The potato then went on to feed the French peasants and everyone loved their queen and…lived happily ever after.
Ok, not exactly. Unfortunately, it took a few bread shortages, a nasty revolution, and some beheaded monarchs for the government to finally see the potato’s full potential for feeding the rest of the starving country. In 1794, a year after Marie Antoinette was beheaded, the queen’s beloved flowerbeds in the Tuileries were plowed over to make way for the purple blossoms that would feed a nation and become one of France’s biggest exports.
Carlyn Beccia is author of The Raucous Royals and Who Put the B in the Ballyhoo? and I Feel Better with a Frog in My Throat: History’s Strangest Cures. She writes about the scandals, rumors, and gossip of royalty on her fabulous blog.
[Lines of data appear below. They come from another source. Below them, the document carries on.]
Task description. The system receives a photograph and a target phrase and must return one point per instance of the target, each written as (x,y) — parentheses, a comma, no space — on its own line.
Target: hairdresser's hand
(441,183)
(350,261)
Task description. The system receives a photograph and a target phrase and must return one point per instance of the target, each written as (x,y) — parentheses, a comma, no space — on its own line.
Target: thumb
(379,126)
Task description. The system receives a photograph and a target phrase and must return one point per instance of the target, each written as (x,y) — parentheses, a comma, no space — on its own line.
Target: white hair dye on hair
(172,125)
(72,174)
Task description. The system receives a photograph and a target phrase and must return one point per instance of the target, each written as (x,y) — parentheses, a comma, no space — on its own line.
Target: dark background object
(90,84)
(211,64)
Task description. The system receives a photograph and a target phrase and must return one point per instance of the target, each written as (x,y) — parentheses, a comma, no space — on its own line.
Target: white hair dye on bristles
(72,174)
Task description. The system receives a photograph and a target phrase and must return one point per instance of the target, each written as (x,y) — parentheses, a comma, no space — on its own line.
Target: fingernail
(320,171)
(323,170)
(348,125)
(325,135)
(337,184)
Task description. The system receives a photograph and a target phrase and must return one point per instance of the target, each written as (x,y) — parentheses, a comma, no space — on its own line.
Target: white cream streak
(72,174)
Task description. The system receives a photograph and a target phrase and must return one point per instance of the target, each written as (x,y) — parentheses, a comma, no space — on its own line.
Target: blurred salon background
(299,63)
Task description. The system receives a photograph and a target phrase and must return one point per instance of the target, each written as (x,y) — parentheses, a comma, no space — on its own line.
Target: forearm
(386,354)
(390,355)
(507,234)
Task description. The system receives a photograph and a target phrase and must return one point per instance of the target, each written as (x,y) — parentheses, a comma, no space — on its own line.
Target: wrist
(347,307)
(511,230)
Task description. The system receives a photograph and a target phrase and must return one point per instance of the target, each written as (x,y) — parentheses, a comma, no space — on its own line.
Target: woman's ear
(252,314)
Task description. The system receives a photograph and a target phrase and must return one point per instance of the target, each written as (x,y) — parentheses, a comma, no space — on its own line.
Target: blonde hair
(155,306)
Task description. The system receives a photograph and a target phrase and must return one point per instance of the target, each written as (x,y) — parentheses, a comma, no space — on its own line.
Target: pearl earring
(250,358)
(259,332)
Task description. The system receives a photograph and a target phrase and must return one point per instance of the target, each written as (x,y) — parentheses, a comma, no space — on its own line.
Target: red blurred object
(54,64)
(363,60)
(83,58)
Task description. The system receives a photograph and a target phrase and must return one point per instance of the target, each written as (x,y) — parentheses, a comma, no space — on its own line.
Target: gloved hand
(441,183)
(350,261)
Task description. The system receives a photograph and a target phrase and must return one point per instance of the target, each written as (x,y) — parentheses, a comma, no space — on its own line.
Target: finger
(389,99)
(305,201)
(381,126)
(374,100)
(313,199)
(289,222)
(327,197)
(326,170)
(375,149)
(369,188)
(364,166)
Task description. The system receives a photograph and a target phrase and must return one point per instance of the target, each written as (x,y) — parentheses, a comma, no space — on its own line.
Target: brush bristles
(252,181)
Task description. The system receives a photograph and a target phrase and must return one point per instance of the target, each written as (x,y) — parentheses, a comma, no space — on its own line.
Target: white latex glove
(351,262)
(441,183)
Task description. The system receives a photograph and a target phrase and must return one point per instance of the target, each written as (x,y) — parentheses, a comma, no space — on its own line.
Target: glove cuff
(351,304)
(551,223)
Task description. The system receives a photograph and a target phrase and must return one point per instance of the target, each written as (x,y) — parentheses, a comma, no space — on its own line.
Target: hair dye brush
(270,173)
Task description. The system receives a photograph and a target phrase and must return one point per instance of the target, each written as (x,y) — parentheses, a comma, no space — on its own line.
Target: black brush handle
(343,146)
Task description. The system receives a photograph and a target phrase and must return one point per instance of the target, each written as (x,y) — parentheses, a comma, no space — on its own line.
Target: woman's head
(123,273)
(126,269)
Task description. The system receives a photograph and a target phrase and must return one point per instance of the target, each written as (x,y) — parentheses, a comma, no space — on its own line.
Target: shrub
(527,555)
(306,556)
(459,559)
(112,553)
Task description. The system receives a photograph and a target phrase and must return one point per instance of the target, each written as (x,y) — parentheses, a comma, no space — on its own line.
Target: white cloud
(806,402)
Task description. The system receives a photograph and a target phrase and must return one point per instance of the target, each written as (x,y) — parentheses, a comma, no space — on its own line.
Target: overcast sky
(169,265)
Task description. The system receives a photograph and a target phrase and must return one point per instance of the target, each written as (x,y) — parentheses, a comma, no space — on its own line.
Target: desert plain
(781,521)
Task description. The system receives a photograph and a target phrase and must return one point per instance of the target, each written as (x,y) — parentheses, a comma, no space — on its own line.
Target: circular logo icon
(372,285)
You’ll recognize Carlyn’s art here on Wonders & Marvels; she designed our fabulous logo, among many other wonderful things!
Notes:
(1) Some historians have blamed the slower populations grown of France in the 18th century to their dependence of grain while other countries had the starchy potato to fall back on. In reverse to France’s grain dependency, reliance on the potato backfired in Ireland during the Great Potato Famine. (2) This was at a time when walnuts were eaten to treat headaches because they looked like a brain and eating the brains of another animal would make you smarter.
Sources and Further Reading:
Langer L. William, “American Foods and Europe’s Population Growth 1750-1850.” Journal of Social History 8.2 (1975): 51-66.
Salaman N. Redcliffe, The History and Social Influence of the Potato, Cambridge, UK: Cambridge University Press, 1985.